Uzimeri chuckled at that. “You want to know about enlightenment, boy? All right. Listen. I will testify to you.”

AWAKENING

“Allah,” Uzimeri began, as the stars still glimmered in the arrow-slit over his head, “is a distant master. This is what I always believed. Fools keep religion alive, but the deity — neglectful. In face of catastrophe, He looks the other way.

“It has been a useful belief in my business. All my life, I have worked for men like Amar Shadak — watching their mistresses, exacting their revenges.

“If I cared for Allah’s opinions — well. The truth is that men like Shadak are Allah in their own eyes. And they do not like other gods.

“This changed for me when the Children came to see me at the pen.

“What,” said Stephen, “does a pen have to do with anything?”

“It is one of Shadak’s great secrets. There is a cove on the Black Sea. Shadak owns land all around it. He’s dug in that land — made a city like the ones dug centuries ago to south. Tunnels and chambers. All the way down to the sea. I don’t know how many centuries it will last.

“But for now, this city has become a treasury; a museum of the Twentieth Century. He has there submarines and gunboats — rooms and rooms filled with small arms and explosives; corridors lined with ammunition and uniforms and deep lockers. He has even got some plutonium and parts of a nuclear device, which we store in a room deeper than the others, awaiting the day…

“This has been my place and my work for the past ten years — keeping and building Shadak’s little arsenal.

“I think when Shadak was younger, he thought he could be a warlord. With the Soviets gone, maybe he could have a private army his own. But no. Who wants to make war with Soviets gone? Some, maybe. But not Shadak. Business is too good for war. So he does his business in Russia and Europe and America. And the armoury is a collection. Not an arsenal.

“That has been fine by me. My men and I have lived well in Shadak’s hidden city. And keeping it secret against the efforts of Shadak’s enemies has proved to be a good challenge. A diversion, yes?

“But I know now that it was never more than a diversion. Oh, how many nights did I walk the deep corridors of the armoury — sit alone in front of the banks of television screens, staring into the caverns full of rockets and firearms and explosives — and ask myself: is this what you have come to, Konstantine? Ah, I was ripe. We all were in Shadak’s armoury. It was no wonder that the Children found us there first.
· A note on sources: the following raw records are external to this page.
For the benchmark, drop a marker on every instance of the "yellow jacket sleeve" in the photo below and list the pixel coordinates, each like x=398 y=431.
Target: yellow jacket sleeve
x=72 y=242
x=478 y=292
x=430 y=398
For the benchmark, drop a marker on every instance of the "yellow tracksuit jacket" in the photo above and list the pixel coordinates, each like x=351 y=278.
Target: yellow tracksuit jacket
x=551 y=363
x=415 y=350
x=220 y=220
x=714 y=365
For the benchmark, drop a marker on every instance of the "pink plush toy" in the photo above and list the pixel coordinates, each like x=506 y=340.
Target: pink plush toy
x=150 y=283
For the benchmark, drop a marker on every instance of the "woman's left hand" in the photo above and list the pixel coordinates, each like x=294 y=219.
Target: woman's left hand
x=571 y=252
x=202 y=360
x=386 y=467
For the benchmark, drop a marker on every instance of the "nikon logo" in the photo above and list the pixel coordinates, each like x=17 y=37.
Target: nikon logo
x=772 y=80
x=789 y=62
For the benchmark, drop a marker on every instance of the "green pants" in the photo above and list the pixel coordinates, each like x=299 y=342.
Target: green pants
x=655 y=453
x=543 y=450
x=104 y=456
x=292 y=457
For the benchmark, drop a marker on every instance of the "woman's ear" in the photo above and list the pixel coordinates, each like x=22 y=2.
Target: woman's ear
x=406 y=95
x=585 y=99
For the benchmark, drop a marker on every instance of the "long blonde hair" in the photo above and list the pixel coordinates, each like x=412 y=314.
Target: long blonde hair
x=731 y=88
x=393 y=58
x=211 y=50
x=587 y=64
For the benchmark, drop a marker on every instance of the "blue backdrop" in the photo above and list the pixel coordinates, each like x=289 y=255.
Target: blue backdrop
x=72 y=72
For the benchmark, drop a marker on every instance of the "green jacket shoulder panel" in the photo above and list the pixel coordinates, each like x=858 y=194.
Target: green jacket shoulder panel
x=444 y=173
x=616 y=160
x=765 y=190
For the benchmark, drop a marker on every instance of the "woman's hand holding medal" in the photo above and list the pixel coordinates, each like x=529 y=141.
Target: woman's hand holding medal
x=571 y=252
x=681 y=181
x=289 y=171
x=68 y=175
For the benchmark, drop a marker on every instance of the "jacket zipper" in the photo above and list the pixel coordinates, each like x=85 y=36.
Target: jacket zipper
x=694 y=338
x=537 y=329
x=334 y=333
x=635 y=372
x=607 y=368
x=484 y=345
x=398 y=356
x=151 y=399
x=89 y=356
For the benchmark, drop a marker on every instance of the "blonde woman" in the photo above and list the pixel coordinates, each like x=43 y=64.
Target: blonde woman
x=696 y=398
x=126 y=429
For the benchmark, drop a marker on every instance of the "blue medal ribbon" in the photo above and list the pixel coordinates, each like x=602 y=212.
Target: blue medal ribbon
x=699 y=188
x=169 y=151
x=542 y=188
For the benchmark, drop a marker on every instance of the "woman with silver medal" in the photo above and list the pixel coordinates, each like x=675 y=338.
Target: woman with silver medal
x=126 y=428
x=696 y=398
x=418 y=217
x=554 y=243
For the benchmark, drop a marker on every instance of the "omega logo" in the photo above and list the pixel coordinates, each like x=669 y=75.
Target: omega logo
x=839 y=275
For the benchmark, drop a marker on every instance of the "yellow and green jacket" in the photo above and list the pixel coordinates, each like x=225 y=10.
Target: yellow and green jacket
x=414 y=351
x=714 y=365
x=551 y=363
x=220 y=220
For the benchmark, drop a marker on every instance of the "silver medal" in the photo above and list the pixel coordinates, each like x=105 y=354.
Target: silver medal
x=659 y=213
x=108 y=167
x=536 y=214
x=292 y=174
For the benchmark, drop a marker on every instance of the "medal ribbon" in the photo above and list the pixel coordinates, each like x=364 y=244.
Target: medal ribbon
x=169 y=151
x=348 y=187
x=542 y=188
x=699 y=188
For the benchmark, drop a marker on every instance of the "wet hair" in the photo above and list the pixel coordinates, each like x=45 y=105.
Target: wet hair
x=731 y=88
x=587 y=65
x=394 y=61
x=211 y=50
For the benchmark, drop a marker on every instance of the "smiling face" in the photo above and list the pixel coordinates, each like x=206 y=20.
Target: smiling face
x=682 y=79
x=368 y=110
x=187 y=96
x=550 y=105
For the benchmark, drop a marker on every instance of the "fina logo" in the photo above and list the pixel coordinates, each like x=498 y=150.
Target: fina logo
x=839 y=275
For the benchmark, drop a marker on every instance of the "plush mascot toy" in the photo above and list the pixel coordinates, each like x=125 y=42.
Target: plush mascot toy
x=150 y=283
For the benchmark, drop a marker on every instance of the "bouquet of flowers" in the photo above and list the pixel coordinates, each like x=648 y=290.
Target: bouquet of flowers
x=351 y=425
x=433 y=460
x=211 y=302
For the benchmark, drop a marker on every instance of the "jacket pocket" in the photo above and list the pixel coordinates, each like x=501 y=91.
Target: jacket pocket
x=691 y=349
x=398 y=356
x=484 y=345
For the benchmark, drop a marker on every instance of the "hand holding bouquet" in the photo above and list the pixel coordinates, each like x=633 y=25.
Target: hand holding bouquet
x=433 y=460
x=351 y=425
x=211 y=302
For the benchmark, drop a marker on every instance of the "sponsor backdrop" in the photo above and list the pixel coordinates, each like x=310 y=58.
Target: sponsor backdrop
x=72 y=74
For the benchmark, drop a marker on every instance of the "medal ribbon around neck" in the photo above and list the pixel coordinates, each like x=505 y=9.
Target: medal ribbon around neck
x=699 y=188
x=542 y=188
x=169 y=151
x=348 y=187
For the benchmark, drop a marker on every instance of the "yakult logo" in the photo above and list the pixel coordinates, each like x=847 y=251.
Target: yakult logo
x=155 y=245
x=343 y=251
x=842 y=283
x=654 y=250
“I will not forget the night that the first one came to us. For it was I, Konstantine Uzimeri, that she found first. We met on one of those nights, when I was finished with the labyrinth, and had taken myself to the cliffs overlooking the sea. I’d driven a jeep to this point, as I often did, to listen to the waves and breathe the air that was so different from that in the deep tunnels under my feet.

“And so it was that Zhanna, the first child, came to me. Although this one, I will tell you, was barely a child: Zhanna was fully grown — long black hair, eyes black as the midnight sky. Were I younger…

“But I am not younger, and not a fool either — and when a woman, no matter how beautiful, appears unannounced on Amar Shadak’s lands, I don’t think of those things.

“She appeared behind me at the cliff’s edge, so suddenly I nearly shot her. She laughed.

“‘Konstantine Uzimeri,’ she said, ‘what a dull life you lead here in this magnificent treasure-house.’